Pariatur enim fugiat delectus occaecati temporibus corporis. Molestiae fugiat est at quasi soluta accusamus aspernatur aperiam. Sapiente iste dolores a amet veniam architecto. Accusantium iure animi commodi temporibus.


3. Создаем список уникальных букв, встречающихся в тексте
--------------------------------------------------------------------------

In [3]:
letters = sorted(list(set(text)))
print letters

[u' ', u'.', u'A', u'M', u'P', u'S', u'a', u'b', u'c', u'd', u'e', u'f', u'g', u'h', u'i', u'l', u'm', u'n', u'o', u'p', u'q', u'r', u's', u't', u'u', u'v']


4. Функция кодирования
----------------------------------------------------------

In [4]:
import math

def encode_lzw(text, dictionary):
    current_base = int(math.ceil(math.log(len(dictionary), 2)))
    temp_dictionary = dict((element, index) for index, element in enumerate(dictionary))
    codes = []
    encoded_text = ''
    
    while len(text):
        element = find_pattern(temp_dictionary.keys(), text)
        if len(text) > len(element):
            temp_dictionary[element + text[len(element)]] = len(temp_dictionary)
        
        current_base = int(math.ceil(math.log(len(temp_dictionary) - 1, 2)))        
        encoded_text += int_to_byte(temp_dictionary[element], current_base)
        
        text = text[len(element):]
        
    return codes, encoded_text
       

5. Результат кодирования
------------------------------------------------------------------

In [5]:
codes, encoded_text = encode_lzw(text, letters)
print encoded_text

0010000110101010111000110101111100001010100000000101001000100111001000000000000101101100000110001110101011100000000100100101000111100101000100001111101011000000001001000100000100000011011000101111000111000000001011100101001000000100110010010001110000001110011000011010000010001000010100000100111000010110000000100000000000011001001001100000010110001011100111010001010010011101010010101011010001010100010000000001111000000000010100001100000001100010110011110000101101001111001100000101110000110101101001101111000101000011000100001000101101101000101100010011000101000101010010001001111001000001011010110111100111001101010100110000001010000110001001100011100100011011111000000000000111001010001010101000000100101001111010000100000101000110100011001100110101000001010001011000001100100100011000111010010011000011011000010000000110100001110001111100011001000010010010011000000001001101000000101100000011000010001010100100001100000100110000011100010000001010100100111000010010100111100010001110001000000010

6. Функция декодирования
-----------------------------------------------------------

In [6]:
def decode_lzw(text, dictionary):
    
    current_base = int(math.ceil(math.log(len(dictionary), 2)))
    temp_dictionary = dict((index, element) for index, element in enumerate(dictionary))   
        
    decoded_text = ''    
    prev_letter = ''  
    
    while len(text):
        current_base = int(math.ceil(math.log(len(temp_dictionary) + 1, 2)))
        
        element = int(text[:current_base], 2)
        
        if prev_letter:
            temp_dictionary[len(temp_dictionary)] = prev_letter + temp_dictionary[element][0]
        prev_letter = temp_dictionary[element]

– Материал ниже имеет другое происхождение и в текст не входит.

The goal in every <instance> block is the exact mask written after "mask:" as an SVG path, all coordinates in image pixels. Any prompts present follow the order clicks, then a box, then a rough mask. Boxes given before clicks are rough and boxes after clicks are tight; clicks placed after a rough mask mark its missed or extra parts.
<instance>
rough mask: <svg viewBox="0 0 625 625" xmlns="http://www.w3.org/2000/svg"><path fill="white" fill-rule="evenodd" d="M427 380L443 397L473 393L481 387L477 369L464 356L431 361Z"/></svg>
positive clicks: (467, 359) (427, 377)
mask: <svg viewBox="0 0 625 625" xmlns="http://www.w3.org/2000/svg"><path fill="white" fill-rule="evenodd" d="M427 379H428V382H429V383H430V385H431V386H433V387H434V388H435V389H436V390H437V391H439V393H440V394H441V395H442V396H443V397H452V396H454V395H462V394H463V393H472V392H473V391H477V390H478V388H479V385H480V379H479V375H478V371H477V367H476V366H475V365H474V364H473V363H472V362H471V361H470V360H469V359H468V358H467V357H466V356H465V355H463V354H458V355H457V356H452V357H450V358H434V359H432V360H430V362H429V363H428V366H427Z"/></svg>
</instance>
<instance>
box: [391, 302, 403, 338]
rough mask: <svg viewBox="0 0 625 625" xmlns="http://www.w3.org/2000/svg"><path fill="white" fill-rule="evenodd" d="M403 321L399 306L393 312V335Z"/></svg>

        decoded_text += prev_letter
        text = text[current_base:]
            
    return decoded_text

7. Результат декодирования
-------------------------------------------------

In [7]:
print decode_lzw(encoded_text, letters) + '\n'
print text

Pariatur enim fugiat delectus occaecati temporibus corporis. Molestiae fugiat est at quasi soluta accusamus aspernatur aperiam. Sapiente iste dolores a amet veniam architecto. Accusantium iure animi commodi temporibus.

Pariatur enim fugiat delectus occaecati temporibus corporis. Molestiae fugiat est at quasi soluta accusamus aspernatur aperiam. Sapiente iste dolores a amet veniam architecto. Accusantium iure animi commodi temporibus.